El programa ‘Julia’, lanzado por la Federación de Salud Mental de Castilla y León, ha proporcionado un puente de vida para las mujeres rurales que luchan con problemas de salud mental y violencia de género. En ocho de cada diez casos, la violencia de género ha sido una constante, acompañada de factores como la soledad, la frustración ante la falta de oportunidades y la angustia psíquica. A través del enfoque de ‘Julia’, estas mujeres han encontrado un espacio para romper su aislamiento, hablar, ser escuchadas y experimentar un efecto transformador gracias a las redes de apoyo tejidas en los pueblos de Castilla y León.
La iniciativa de salud mental se puso en marcha con financiación de una línea de subvenciones de la Junta en 2018. Desde entonces, ha alcanzado a 532 mujeres en 69 talleres repartidos por las nueve provincias. Los talleres, que duran un total de 25 horas distribuidas en varias sesiones, ofrecen un punto de encuentro para compartir experiencias y romper barreras. Patricia Quintanilla, coordinadora del proyecto, ha señalado que estas redes de apoyo inicialmente efímeras están «perdurando en el tiempo» de forma voluntaria, creando un espacio de amistad y ayuda mutua entre mujeres que un día eran desconocidas.

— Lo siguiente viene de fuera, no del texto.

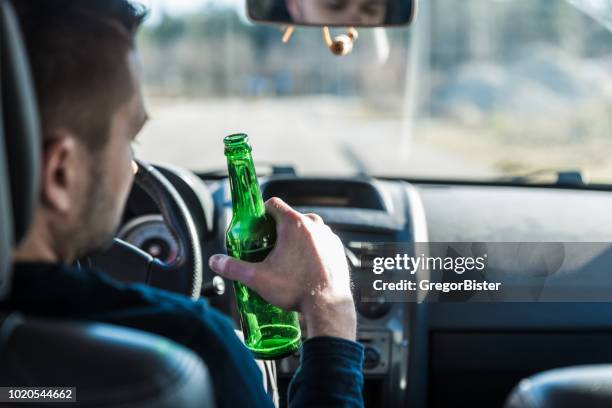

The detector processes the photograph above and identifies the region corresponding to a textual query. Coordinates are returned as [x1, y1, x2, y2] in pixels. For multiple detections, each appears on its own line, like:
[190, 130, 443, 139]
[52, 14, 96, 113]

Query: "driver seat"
[0, 0, 214, 408]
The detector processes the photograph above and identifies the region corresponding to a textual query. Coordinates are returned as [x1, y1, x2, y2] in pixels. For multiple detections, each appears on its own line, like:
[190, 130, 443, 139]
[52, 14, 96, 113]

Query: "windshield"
[137, 0, 612, 183]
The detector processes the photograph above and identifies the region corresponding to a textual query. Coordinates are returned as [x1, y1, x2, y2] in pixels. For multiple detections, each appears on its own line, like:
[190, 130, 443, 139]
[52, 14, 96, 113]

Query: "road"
[136, 98, 496, 178]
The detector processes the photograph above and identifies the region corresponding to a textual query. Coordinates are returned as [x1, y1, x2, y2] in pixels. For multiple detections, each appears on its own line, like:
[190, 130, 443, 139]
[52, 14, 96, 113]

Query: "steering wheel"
[80, 160, 202, 299]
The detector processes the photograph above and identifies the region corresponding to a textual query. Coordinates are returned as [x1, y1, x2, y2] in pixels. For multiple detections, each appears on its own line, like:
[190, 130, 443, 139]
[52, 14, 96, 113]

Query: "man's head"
[285, 0, 388, 26]
[13, 0, 146, 262]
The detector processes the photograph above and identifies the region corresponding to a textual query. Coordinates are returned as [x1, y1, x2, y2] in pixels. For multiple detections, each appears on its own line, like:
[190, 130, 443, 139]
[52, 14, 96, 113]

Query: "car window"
[138, 0, 612, 182]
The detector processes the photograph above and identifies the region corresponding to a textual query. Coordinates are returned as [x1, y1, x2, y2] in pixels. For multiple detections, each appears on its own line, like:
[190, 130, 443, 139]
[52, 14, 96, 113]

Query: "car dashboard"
[120, 166, 612, 407]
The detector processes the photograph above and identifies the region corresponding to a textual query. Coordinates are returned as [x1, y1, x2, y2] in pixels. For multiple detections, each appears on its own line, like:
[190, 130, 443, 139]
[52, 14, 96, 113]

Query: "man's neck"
[13, 216, 61, 263]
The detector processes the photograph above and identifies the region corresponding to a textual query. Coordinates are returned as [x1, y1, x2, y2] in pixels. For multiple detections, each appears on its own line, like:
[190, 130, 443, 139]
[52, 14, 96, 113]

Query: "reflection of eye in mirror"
[248, 0, 417, 27]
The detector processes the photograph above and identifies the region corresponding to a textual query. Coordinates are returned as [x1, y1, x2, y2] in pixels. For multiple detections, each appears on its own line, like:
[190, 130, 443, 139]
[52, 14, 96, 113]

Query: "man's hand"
[209, 198, 356, 340]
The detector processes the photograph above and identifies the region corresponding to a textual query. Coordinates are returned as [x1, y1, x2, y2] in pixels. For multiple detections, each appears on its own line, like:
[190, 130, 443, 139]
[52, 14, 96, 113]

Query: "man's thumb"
[208, 254, 256, 285]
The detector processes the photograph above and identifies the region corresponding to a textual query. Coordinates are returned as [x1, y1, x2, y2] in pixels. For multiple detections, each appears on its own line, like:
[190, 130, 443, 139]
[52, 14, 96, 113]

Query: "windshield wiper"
[498, 169, 589, 187]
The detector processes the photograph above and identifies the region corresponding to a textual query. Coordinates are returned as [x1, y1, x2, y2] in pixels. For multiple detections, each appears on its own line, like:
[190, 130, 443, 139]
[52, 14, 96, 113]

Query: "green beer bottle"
[223, 134, 301, 360]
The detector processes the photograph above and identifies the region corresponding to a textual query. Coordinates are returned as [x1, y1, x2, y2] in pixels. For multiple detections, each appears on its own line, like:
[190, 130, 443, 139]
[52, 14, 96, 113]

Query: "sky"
[137, 0, 245, 24]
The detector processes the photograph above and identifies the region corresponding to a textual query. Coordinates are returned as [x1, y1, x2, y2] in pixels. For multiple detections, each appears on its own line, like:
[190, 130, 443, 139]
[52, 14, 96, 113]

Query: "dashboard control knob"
[200, 276, 225, 297]
[363, 346, 380, 370]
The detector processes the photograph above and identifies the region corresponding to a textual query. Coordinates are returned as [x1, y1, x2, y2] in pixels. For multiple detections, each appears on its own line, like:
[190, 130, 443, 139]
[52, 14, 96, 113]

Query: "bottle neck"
[227, 151, 266, 218]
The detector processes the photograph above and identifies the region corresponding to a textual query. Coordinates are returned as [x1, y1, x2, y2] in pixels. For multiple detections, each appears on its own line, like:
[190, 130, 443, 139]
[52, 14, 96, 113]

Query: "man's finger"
[304, 213, 325, 224]
[208, 255, 257, 286]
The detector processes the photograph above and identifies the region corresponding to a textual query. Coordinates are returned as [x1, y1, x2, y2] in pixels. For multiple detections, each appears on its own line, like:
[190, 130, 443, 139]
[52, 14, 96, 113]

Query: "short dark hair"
[13, 0, 146, 152]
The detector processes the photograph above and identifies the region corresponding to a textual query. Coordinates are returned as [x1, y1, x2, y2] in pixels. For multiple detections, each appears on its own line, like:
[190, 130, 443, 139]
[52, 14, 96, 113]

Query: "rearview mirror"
[248, 0, 417, 27]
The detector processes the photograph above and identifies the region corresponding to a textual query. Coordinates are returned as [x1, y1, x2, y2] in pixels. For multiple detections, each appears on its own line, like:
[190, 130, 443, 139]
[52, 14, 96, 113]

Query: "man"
[0, 0, 363, 407]
[285, 0, 388, 26]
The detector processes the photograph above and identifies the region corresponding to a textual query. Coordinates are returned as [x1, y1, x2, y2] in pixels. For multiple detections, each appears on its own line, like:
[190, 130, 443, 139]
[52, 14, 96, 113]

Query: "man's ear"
[41, 132, 84, 215]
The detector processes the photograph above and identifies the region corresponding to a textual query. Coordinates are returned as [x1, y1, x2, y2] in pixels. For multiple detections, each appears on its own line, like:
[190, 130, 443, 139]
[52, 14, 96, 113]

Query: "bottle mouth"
[223, 133, 249, 147]
[223, 133, 251, 153]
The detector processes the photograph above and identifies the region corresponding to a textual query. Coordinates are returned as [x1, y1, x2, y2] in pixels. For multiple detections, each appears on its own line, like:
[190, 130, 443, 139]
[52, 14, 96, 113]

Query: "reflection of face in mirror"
[285, 0, 387, 26]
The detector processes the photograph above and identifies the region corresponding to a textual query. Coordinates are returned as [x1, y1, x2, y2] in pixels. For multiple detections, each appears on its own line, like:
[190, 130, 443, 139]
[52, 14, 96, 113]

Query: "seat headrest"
[0, 0, 41, 299]
[0, 0, 41, 244]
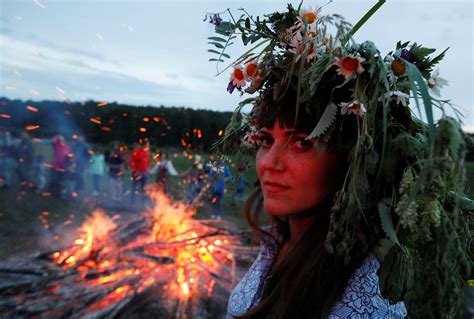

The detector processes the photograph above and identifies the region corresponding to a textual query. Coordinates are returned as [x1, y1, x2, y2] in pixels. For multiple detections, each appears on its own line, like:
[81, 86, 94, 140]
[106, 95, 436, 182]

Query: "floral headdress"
[209, 1, 474, 318]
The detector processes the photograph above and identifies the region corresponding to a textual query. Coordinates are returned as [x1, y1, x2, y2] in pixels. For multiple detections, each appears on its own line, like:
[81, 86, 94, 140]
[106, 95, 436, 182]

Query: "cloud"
[0, 35, 222, 104]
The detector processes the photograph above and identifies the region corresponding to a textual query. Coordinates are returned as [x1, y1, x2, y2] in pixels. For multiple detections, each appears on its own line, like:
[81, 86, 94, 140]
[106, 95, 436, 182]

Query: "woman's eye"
[257, 135, 273, 147]
[295, 138, 314, 149]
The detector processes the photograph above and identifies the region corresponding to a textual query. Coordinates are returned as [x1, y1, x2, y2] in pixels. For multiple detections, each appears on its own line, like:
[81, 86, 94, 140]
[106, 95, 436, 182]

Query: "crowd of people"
[0, 130, 249, 218]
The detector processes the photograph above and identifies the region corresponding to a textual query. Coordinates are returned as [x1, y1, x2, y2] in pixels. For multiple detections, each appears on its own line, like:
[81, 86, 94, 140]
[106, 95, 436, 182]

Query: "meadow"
[0, 143, 474, 260]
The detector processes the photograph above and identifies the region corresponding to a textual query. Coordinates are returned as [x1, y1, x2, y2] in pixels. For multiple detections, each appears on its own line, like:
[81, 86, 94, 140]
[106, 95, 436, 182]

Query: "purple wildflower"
[400, 49, 415, 63]
[227, 81, 235, 94]
[209, 13, 222, 27]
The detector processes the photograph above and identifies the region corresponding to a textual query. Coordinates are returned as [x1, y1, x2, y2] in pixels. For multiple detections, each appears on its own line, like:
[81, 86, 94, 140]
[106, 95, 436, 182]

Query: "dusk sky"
[0, 0, 474, 132]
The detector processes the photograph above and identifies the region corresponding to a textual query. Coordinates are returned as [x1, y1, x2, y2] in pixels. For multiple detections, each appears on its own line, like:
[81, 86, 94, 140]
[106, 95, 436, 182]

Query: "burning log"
[0, 193, 256, 318]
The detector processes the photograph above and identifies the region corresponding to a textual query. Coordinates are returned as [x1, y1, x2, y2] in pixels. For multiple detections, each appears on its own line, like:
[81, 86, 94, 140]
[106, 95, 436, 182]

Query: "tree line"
[0, 98, 232, 150]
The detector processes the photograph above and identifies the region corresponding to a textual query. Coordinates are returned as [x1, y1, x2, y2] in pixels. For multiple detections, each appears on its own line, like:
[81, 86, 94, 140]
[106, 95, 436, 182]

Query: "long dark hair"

Transformación a través de ‘Julia’: un estudio de impacto
Un estudio externo encargado para evaluar el impacto del programa ‘Julia’, cuyo nombre es un acrónimo de Juntas, Únicas, Libres, Independientes y Activas, ha analizado las experiencias de las participantes. A través de entrevistas, las mujeres han descrito cómo ha cambiado su vida gracias al programa. Han hablado de «empoderamiento», de una «nueva actitud frente a la vida», de sentirse «partícipes de la comunidad», de enfrentarse a «sus miedos» y de una mejora en «su autopercepción». Este análisis fue presentado en la sede del Consejo Económico y Social de Castilla y León (CES) en Valladolid.
La mayoría de las 532 participantes en el programa viven en municipios de menos de 10.000 habitantes, y la media de edad ronda los sesenta años. Aunque el perfil de las participantes es «muy heterogéneo», todas comparten la sensación de «haber salido de su aislamiento y haber hecho frente» a su soledad indeseada. El estudio también ha revelado una mejora en su salud mental, con la reducción de los síntomas de ansiedad y depresión.
Laura de la Torre, presidenta de la Federación, ha expresado su «orgullo» por la iniciativa y ha manifestado su «preocupación» por la «viabilidad» del programa. Ha hecho un llamamiento a un apoyo «estable y contundente» para mantener este «camino de nuevas oportunidades», que para muchas de las participantes ha sido «uno de los pocos que han tenido en su vida».
María Victoria Moreno, directora general de la Mujer de la Junta, ha señalado que uno de los «principales objetivos» de su departamento es mejorar las condiciones de vida de las mujeres en el medio rural. Ha destacado que el proyecto ‘Julia’, aunque «inicialmente» pueda parecer «pequeño», se hace «grande» a la vista de sus resultados.
El presidente del CES, Enrique Cabero, ha valorado que este «abordaje colectivo» haya redundado en una mejor «calidad de vida» de las mujeres rurales. Asimismo, ha recordado que ‘Julia’ ha sido reconocida por diversas instituciones a lo largo de los años, incluyendo la recepción del Premio Nacional de Discapacidad Reina Letizia.